Para tokoh-tokoh partai politik juga telah melakukan safari, saling bertemu, bersilaturahmi, menjajaki berbagai kemungkinan. Fenomena yang terlihat saat ini sangat dinamis, berproses dan berubah. Makanya tepat ketikan Presiden Jokowi berpesan kepada para relawan pendukungnya untuk “tidak tergesa-gesa” (ojo kesusu) untuk mengambil posisi politik dalam menyongsong pilpres langsung pada 2024, walaupun sudah mempunyai preferensi capresnya, karena perkembangan masih sangat dinamis
Skenario Tiga Poros
Jika dilihat dari perolehan suara partai politik hasil Pemilu 2019, tidak ada partai yang mengantongi suara mutlak. Artinya , partai-partai tersebut harus berkoalisi untuk mengusung Capres dan Cawapres pada Pilpres 2024 nanti. Survei-survei yang marak dilakukan oleh lembaga survei telah menghasilkan nama-nama yang mempunyai elektabilitas tinggi dianggap layak untuk dicalonkan dalam kontestasi Pilpres 2024 antara lain: Ganjar Pranowo (GP), Anies Baswedan (AB), Prabowo Subianto (PS), Ridwan Kamil ( RK) Sandiaga Uno (SU) dan Erick Tohir ( ET).
Jika dilihat dari dinamika dan gereget yang berkembang saat ini, bisa muncul dua atau tiga poros koalisi yang akan mengusung capres dan cawapres. Poros pertama adalah poros yang memperkenalkan diri sebagai Koalisi Indonesia Bersatu.
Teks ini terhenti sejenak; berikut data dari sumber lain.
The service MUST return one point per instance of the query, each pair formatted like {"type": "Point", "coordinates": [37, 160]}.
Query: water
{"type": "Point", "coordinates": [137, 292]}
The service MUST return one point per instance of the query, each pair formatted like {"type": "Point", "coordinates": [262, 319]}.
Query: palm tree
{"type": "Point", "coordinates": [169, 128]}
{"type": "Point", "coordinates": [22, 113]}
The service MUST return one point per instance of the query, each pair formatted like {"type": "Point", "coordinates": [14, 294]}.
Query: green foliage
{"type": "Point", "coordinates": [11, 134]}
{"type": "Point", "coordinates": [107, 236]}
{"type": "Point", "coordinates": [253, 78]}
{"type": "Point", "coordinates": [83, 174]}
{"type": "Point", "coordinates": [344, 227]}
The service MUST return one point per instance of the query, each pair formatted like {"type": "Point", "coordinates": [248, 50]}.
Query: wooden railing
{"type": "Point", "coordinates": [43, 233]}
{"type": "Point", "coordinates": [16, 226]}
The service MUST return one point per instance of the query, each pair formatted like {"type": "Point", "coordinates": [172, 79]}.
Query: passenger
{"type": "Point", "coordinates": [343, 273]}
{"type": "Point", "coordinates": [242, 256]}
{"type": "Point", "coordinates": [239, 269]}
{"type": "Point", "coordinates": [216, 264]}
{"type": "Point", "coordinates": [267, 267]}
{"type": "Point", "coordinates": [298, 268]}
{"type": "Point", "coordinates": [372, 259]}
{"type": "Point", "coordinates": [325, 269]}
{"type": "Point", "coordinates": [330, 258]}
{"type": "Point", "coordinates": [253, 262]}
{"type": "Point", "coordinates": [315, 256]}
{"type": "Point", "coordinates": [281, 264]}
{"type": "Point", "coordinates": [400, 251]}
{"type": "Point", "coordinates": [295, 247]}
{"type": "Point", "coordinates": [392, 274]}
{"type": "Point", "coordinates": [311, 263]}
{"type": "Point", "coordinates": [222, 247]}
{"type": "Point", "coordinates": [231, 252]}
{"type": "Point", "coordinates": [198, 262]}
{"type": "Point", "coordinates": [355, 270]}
Poros ini dideklarasikan oleh tiga partai yaitu Golkar yang mengantongi 12,3% suara, PAN dengan 6,8% suara dan PPP dengan 4,5 %. Secara matematis koalisi tiga partai ini mengantongi suara 22,6% dan bisa mengusung capres dan cawapres. Walaupun semua Parpol saat ini akan mengusung ketua partainya sebagai presidennya, diskusi public mengarah kepada suatu kemungkinan bahwa koalisi ini akan mengusung Ganjar Pranowo (GP ) sebagai presiden, sementara untuk wapresnya masih lowong. Bisa saja posisi cawapres akan diisi oleh Airlangga Hartarto yang dicalonkan oleh partainya atau Erick Tohir yang popularitasnya mulai merangkak. Diberitakan bahwa Presiden Jokowi, menjadi king maker dalam koalisi ini dengan dukungan orang-orang terdekatnya seperti Luhut Panjaitan. Masalahnya ada di Ganjar Pranowo yang sampai saat ini belum mendapatkan restu dari partainya sendiri, PDIP, yang terlihat cenderung menyerang Gubernur Jawa Tengah ini .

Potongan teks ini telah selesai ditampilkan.